Easily test new versions of dependencies: this also seems to be well covered with Docker, and faster, since specifying a new image (and running commands in a Dockerfile, each of which gets cached into a layer) tends to be faster than scripting out configuration of a complete OS. Similarly, downloading and applying images is usually at least twice as fast as having the OS's package manager apply a larger number of individual package downloads and installation scripts.

The other notes:

It's probably changed now that Vagrant is less heavily maintained, but a fairly consistent issue was keeping people up to date on Vagrant versions. Like terraform and most of Mitchell's projects, Vagrant's coupled to a DSL that seems to (or necessarily must) change and break earlier usage.
On indirection: this may have changed, but sharing file edits between the host environment and the guest was a genuine bane for frontend development in Vagrant, thanks to the difficult coupling of VirtualBox's shared folders with OS X and the Linux host. I can't promise that Docker's voluming works better on OS X, but it does seem to. (And on Linux, of course, it's a non-issue.)
The deployment environment uses Docker images, and the CI environment as well has Docker (but not Vagrant), so we would still want docker-test to run in Docker. Similarly, you're still going to need Docker for the different dependencies brought up in docker-compose. We just can't get this kind of easy functionality (networking, off-the-shelf postgres & ElasticSearch images, etc.) out of Vagrant.
Persistent state tends to be a pretty big issue in Vagrant -- I can't really count the number of times I've had to ask people to run vagrant destroy to wipe their state. These things become non-issues with Docker, since container state is discarded on exit by default.
From an open source perspective, I suspect you'll have easier time getting contributors with a dependency on Docker (which most any systems project requires) than on Vagrant and VirtualBox. To some extent that's just a question of popularity -- I don't think either Vagrant or VirtualBox are all that often used anymore -- but it does also stem from the faster run times, fewer gotchas (no persistent state, a simpler DSL and standardized spec), and clear tie-in to production environments that come with docker development and deployment.

All this said, it's still also true that my own experience maintaining a localdev Vagrant setup for teams over the years jaded me. Still, I do suggest you think somewhat carefully about this before picking it up. Docker's a dependency we can't get away from, and it will allow us all the specificity we need. Vagrant may be a dependency you can avoid, and if so, you may be best doing so.

jdu commented 5 years ago

Sorry, this is going out into left-field a bit and diverging from the original issue into too many other things a bit too much I think (totally my fault).

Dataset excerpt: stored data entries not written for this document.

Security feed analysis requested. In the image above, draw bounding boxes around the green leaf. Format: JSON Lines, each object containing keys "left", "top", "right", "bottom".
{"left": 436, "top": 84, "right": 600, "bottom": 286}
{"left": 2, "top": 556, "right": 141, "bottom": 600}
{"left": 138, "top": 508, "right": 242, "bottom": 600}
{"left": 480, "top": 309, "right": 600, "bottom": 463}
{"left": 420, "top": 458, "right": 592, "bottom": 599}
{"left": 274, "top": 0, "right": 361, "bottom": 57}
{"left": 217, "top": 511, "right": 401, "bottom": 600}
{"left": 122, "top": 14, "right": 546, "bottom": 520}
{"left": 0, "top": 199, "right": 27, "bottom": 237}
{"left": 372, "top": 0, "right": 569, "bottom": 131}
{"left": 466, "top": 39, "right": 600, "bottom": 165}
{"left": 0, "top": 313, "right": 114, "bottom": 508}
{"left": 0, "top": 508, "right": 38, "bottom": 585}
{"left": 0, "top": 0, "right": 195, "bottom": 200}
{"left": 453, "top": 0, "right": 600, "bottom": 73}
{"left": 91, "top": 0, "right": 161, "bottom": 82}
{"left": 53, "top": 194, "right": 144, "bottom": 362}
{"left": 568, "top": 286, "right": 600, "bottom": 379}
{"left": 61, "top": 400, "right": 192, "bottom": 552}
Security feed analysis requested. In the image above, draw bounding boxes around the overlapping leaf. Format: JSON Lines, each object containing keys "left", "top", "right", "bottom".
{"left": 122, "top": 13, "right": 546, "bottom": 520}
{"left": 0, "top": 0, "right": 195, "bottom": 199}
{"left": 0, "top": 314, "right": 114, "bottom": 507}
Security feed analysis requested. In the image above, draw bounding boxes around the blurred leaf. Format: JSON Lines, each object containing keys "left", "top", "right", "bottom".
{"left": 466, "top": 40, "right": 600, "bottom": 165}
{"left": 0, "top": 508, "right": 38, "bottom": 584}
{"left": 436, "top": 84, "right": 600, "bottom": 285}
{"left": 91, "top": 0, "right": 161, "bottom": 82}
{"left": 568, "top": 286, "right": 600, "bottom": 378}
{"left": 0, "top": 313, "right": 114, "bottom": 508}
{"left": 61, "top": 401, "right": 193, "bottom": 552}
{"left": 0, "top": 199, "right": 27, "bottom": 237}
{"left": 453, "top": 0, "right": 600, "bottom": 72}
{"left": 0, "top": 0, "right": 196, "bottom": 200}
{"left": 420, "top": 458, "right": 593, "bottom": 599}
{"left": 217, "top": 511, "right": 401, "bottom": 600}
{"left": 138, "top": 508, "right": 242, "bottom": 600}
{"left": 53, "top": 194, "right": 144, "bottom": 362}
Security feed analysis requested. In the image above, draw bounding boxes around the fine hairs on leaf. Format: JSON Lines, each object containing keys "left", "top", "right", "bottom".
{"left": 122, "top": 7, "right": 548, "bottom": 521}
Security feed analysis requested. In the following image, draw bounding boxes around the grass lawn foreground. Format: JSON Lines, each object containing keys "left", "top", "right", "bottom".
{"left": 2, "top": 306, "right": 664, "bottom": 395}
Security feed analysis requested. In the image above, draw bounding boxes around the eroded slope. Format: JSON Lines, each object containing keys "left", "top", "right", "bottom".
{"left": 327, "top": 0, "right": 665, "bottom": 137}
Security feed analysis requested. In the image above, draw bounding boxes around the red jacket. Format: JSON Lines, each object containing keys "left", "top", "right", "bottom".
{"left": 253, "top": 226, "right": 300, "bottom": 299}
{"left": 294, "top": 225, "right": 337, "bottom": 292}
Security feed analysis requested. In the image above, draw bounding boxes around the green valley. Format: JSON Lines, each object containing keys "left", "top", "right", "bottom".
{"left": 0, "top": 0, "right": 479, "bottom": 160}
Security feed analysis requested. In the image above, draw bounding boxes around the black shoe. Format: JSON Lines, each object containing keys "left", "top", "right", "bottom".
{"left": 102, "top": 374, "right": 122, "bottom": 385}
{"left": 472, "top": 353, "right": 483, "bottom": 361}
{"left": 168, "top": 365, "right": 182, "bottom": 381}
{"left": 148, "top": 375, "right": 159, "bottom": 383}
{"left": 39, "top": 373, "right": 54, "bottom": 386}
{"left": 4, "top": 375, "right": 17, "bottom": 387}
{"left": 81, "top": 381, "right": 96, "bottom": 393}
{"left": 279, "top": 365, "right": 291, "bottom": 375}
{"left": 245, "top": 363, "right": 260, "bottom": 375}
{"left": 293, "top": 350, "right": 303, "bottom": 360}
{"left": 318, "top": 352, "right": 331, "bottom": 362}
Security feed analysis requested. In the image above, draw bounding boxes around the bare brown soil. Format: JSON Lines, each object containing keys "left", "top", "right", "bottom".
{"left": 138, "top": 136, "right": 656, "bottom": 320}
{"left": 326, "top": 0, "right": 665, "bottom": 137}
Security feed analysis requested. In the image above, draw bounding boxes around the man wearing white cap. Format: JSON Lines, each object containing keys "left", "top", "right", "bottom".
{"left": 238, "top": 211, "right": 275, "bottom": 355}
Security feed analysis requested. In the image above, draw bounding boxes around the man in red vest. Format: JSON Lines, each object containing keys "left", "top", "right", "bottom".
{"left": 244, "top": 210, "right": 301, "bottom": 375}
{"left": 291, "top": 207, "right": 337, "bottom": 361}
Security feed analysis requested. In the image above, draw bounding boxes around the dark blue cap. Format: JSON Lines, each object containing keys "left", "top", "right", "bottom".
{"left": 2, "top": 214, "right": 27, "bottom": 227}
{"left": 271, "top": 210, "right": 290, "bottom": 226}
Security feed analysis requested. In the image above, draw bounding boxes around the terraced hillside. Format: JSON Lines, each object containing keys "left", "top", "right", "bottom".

I think at least for now, if we drop the poppler tests out of the local testing as you @hblanks originally suggested we can at least get tests passing, we should be more concerned that those tests pass in the deployment environment (i.e. inside the docker images) than whether they work locally on the given devs environment and we look at addressing how we get poppler inside the deployment environment to a newer version at least close to what we've got in the host Oses (0.71, 0.81) so we can suss out whether we need to change how we handle the text coming out of poppler based on the output we're getting from the newer version above.